Sample XenLive_Template Monitor Script

The XenLive_Template monitor script appears similar to the following example:

#!/bin/bash
. /opt/novell/ncs/lib/ncsfuncs
export OCF_ROOT=/usr/lib/ocf/
OCF_RESOURCE_INSTANCE=xen_vm_name

# filesystem settings
export OCF_RESKEY_directory=/mnt/$OCF_RESOURCE_INSTANCE

# service settings
export OCF_RESKEY_xmfile=$OCF_RESKEY_directory/$OCF_RESOURCE_INSTANCE

# status of the service
exit_on_error ocf_status Xen

# return status
exit 0

14.2.3 Setting Up Live Migration

Live migrations use the XenLive template. You can manually copy the virtual machine configuration files to the same path on each node of the cluster, or you can set up an OCFS2 file system for the configuration files. Do one of the following:

  • Manually copy the configuration file for the virtual machine to the same directory (the path must be the same) on each cluster node where the virtual machine will run.
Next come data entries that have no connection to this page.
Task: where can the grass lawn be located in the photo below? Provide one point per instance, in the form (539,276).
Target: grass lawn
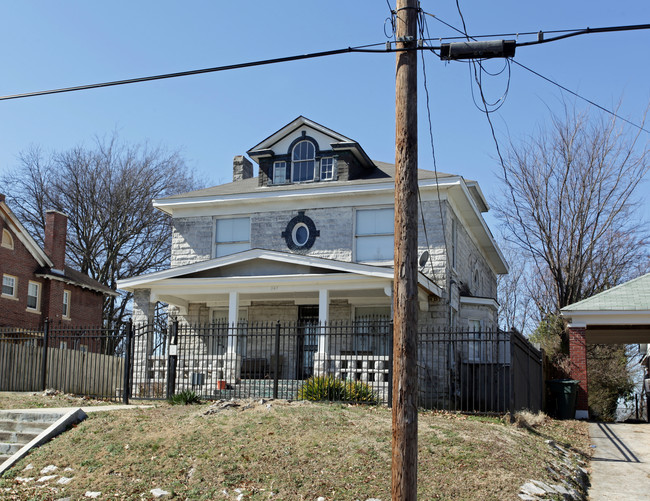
(288,451)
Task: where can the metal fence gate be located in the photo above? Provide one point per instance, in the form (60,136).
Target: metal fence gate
(482,371)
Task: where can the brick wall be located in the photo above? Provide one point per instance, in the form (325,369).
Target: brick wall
(86,305)
(578,356)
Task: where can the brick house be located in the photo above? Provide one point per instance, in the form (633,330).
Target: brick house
(36,283)
(310,238)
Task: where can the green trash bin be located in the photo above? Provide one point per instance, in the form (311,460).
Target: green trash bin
(563,393)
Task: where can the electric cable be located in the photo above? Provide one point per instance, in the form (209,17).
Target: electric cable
(423,26)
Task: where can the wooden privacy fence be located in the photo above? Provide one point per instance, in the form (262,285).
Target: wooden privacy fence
(468,371)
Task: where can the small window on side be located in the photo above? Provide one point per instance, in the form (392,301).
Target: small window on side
(34,296)
(7,240)
(279,172)
(66,304)
(9,286)
(327,169)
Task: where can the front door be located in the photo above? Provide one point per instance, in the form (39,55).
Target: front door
(307,340)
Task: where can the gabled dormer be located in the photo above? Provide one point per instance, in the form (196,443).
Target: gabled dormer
(304,151)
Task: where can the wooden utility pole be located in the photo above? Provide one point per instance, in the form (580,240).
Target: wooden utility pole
(405,295)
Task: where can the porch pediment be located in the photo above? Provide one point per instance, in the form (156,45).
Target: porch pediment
(259,273)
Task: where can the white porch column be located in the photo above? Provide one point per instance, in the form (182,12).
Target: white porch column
(232,364)
(321,358)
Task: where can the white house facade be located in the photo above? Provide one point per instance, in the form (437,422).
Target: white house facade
(310,238)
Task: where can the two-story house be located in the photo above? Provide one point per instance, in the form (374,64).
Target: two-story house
(36,283)
(310,239)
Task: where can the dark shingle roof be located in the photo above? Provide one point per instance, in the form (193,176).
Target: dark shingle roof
(384,172)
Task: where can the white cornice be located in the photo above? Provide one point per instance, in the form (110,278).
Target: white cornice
(607,317)
(25,238)
(350,272)
(479,301)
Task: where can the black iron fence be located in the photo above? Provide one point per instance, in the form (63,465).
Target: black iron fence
(484,372)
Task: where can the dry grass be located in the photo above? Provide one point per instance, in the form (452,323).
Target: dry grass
(286,451)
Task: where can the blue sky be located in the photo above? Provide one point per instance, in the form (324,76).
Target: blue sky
(213,117)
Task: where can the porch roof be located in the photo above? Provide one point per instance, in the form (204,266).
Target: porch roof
(618,315)
(263,274)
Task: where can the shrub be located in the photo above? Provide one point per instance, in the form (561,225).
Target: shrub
(185,397)
(318,388)
(359,391)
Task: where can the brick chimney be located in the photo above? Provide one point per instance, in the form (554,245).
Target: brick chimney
(242,168)
(56,227)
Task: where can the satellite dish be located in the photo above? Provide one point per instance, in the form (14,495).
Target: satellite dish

  • Configure the OCFS2 file system on a shared disk system and copy the virtual machine configuration file to a directory on the file system. You also must ensure that all cluster nodes where the virtual machine will run have access to the OCFS2 file system on the shared disk system.

    Ensure that your OCFS2 file system is working properly before you attempt to use it with OES Cluster Services.

    For detailed information about using OCFS2, see the OCFS2 Project on the Oracle website.